Laravel, segmentation faults and circular references

A curious bug report came in at work recently, where a process in a client's Laravel app had seemingly stopped processing midway through execution. Some models had been updated correctly, but subsequent models had not.

Strangely, there were no error reports in Sentry; no exceptions appearing in the Forge logs; MySQL had not crashed; tests were passing. I then noticed that Forge's queue worker had restarted, and the uptime corresponded with the last updated_at timestamp of the last saved model.

The workers are managed by Supervisor, so I dug into the server's supervisord.log to see this:

825 INFO exited: worker-408103_00 (terminated by SIGSEGV (core dumped); not expected)

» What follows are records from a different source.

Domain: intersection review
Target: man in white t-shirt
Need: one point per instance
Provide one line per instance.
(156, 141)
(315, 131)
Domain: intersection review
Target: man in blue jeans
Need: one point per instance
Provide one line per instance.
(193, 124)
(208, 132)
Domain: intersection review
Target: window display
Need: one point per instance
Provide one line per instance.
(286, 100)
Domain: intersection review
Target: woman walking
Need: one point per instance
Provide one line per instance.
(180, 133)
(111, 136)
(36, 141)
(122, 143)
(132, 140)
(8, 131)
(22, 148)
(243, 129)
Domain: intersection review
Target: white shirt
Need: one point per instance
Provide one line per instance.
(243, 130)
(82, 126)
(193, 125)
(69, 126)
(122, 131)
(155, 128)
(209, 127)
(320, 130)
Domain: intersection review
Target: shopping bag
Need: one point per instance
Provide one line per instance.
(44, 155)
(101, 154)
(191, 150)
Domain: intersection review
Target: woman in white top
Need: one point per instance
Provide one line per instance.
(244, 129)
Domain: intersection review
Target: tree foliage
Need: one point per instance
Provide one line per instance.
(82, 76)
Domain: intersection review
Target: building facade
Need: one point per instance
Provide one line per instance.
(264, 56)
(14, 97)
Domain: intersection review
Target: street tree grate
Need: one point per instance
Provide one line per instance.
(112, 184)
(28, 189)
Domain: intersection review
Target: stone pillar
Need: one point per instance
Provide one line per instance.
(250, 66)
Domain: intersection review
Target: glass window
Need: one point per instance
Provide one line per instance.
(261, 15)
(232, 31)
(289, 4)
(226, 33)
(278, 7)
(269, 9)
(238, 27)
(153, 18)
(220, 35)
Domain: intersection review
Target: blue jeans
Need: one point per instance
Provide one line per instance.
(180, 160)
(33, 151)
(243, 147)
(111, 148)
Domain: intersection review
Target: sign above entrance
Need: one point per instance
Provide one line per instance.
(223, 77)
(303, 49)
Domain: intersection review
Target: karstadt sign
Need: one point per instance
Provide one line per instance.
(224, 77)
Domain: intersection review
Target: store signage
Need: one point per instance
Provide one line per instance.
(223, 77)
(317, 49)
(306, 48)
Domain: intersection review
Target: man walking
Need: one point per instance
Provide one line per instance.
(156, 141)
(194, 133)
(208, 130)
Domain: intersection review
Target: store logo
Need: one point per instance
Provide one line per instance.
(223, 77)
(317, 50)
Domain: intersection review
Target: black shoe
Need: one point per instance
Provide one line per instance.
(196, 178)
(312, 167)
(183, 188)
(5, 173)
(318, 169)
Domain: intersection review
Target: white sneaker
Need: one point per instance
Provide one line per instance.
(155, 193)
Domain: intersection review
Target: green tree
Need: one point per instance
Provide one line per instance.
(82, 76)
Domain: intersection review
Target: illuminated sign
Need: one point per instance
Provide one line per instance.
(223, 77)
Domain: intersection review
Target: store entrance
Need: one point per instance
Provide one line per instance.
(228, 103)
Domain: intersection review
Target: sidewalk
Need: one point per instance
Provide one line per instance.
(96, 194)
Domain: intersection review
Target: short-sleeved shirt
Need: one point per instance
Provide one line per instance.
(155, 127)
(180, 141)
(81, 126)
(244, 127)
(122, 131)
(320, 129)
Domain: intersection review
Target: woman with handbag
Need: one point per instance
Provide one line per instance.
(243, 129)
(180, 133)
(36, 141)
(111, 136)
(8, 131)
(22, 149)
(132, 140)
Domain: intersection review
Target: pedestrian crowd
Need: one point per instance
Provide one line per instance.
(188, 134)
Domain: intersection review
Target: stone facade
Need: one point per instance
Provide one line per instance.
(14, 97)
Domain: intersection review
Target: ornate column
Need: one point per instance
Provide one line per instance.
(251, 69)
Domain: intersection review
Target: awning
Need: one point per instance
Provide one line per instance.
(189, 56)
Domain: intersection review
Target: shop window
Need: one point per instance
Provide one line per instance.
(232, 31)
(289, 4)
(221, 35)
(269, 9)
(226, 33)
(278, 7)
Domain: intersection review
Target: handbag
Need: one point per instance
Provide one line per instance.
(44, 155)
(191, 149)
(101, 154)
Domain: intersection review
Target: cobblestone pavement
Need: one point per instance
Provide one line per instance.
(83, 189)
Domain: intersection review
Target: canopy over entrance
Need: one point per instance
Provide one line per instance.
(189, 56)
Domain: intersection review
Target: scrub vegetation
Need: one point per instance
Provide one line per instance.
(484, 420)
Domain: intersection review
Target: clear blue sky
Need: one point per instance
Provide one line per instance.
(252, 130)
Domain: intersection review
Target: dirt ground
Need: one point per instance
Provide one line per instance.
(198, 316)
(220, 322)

Debugging segmentation faults

SIGSEGV (short for segmentation violation) is a signal sent to a process when that process attempts to use memory in a way it is not allowed. Segmentation faults in PHP are often difficult to trace because the SIGSEGV signal causes the PHP process to immediately terminate, hence the empty error logs.

One option is to try a hack that utilises PHP's register_tick_function to log the last successful executed line. This has varying degrees of success based on the PHP version you're using.

Alternatively you may be able to view the core dump of the process before it was terminated. This is a snapshot of the memory allocations that led to the crash - detailed but time consuming to dig into. Forge doesn't have core dumps enabled by default, but you can enable this with the process.dumpable flag in /etc/php/{php_version}/fpm/pool.d/www.conf.

On this server the core dump files were stored in /var/crash as .crash files. In order to inspect the core dump, do the following:

$ apt install gdb
$ apport-unpack path_to_file.crash unpack_dir
$ cd unpack_dir
$ gdb `cat ExecutablePath` CoreDump

This will load the core dump into gdb where you can do various commands to determine the cause of the segfault:

print (char *)(executor_globals.function_state_ptr->function)->common.function_name
print (char *)executor_globals.active_op_array->function_name
print (char *)executor_globals.active_op_array->filename

As you can see, delving into gdb requires some C knowledge. Luckily, the above commands gave me enough of a hint as to where the issue lay.

Eloquent & circular references

Back in our application, the process seemed to crash when looping through a collection of Setting models, which are loaded as relations of a Device:

Action.phpforeach ($device->settings as $setting) {
    // ...
    $setting->save();
}

When each setting is saved, the application observes Eloquent's "updated" event to perform additional tasks, which involve accessing the $device:

SettingObserver.phpif ($setting->device->hasSomeCondition()) {
   ...
}

This would require a fresh SQL query to load the device relation for each setting. Since there are many settings, and the device is already loaded in memory, we optimise this by using Eloquent's setRelation() method:

Action.phpforeach ($device->settings as $setting) {
    // ...
    $setting->setRelation('device', $device);
    $setting->save();
}

No further queries are executed because the device relation is now present on each setting model. All unit & feature tests for this pass. So what's the problem?

Serializing job data

Under certain conditions, our application needs to sync device information with an external API. This is also handled by observing an Eloquent event and dispatching a job to the queue:

DeviceObserver.phpif ($device->hasSomeCondition()) {
   BackgroundJob::dispatch($device);
}

Again, in our unit & feature tests this works just fine; Laravel automatically stores the device's ID in the jobs table and retrieves the corresponding device when the job is run. This feature is described in the docs:

If your queued job accepts an Eloquent model in its constructor, only the identifier for the model will be serialized onto the queue.

However, immediately underneath is this (emphasis mine):

When the job is actually handled, the queue system will automatically re-retrieve the full model instance and its loaded relationships from the database.

So the documentation isn't entirely accurate; the model indentifier and information about its loaded relations are serialized.

Looking back at our optimisation, we manually set the $device relation on each $setting. Behind the scenes, this creates a circular reference:

$device -> $settings[n] -> $device

Under a specific set of conditions, our job can accept a $device whose relations contain a circular reference. This is impossible to serialize, triggering the segmentation fault.

Preventing the issue

As it turns out, the Laravel team is aware of this; Dries Vints stated that "This indeed isn't supported. You should build your job in a way that the circular dependency is not present."

Personally I find it strange that the queue system retrieves the loaded relations; I can't see any particular benefit unless your application logic is built around which relations happen to be loaded at any given time (which is not a good idea).

Regardless, this was an easy fix; we could either remove the setRelation() call and deal with the redundant queries this would generate, or break the circular reference before dispatching the job:

BackgroundJob::dispatch($device->unsetRelations());

So there you have it - be careful of manually setting relations if you pass those models into your queues.